Somut olayda, davacı işçinin doğum yaptığı, doğum sonrasında kullandığı ücretli izinlerinden sonra, 22.07.2012 tarihinden itibaren birinci 3 aylık ücretsiz izni kullandığı bu sürenin 22.10.2012 tarihinde sona erdiği, davacının aynı gün ikinci 3 aylık doğum izni talebinde bulunduğu, davalı işveren tarafından davacının talebinin kabul edildiği anlaşılmaktadır. Bu durumda davacının ikinci dönem 3 aylık doğum iznin başlangıcı 22.10.2012 bitişi ise 22.01.2013 olup, davacı bu sürenin bitiminde ise gelmediğinden davacının iş sözleşmesinin devamsızlık haklı sebebine dayalı olarak feshi doğrudur. Anılan gerekçelerle davanın reddine karar verilmesi gerekirken yazılı şekilde davanın kabulü hatalı olup, bozmayı gerektirmiştir.
4857 sayılı Kanun’un 20/3 maddesi uyarınca Dairemizce aşağıdaki şekilde karar verilmiştir.

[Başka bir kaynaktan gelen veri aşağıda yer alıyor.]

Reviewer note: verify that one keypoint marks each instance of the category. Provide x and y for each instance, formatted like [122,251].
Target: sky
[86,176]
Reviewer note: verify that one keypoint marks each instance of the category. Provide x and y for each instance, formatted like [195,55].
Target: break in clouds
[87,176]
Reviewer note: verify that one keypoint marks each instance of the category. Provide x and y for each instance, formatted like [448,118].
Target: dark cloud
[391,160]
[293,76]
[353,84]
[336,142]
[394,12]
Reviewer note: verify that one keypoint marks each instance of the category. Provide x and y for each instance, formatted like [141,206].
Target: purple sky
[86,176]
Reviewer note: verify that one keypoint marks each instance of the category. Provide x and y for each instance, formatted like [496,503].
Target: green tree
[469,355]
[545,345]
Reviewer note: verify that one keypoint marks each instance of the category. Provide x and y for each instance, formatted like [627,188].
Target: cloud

HÜKÜM: Yukarıda belirtilen sebeplerle;
1-Mahkemenin yukarıda tarih ve sayısı belirtilen kararının BOZULARAK ORTADAN KALDIRILMASINA,
2-Davanın REDDİNE,
3-Harç peşin alındığından yeniden alınmasına yer olmadığına,
4-Davacının yapmış olduğu yargılama giderinin üzerinde bırakılmasına, davalının yaptığı 156,00 TL yargılama giderinin davacıdan tahsili İle davalıya ödenmesine,
5-Karar tarihinde yürürlükte bulunan tarifeye göre.1.500,00 TL vekâlet ücretinin davacıdan alınarak davalıya verilmesine,
6-Peşin alınan temyiz harcının isteği halinde ilgiliye iadesine, kesin olarak 10.11.2014 tarihinde oybirliği ile karar verildi.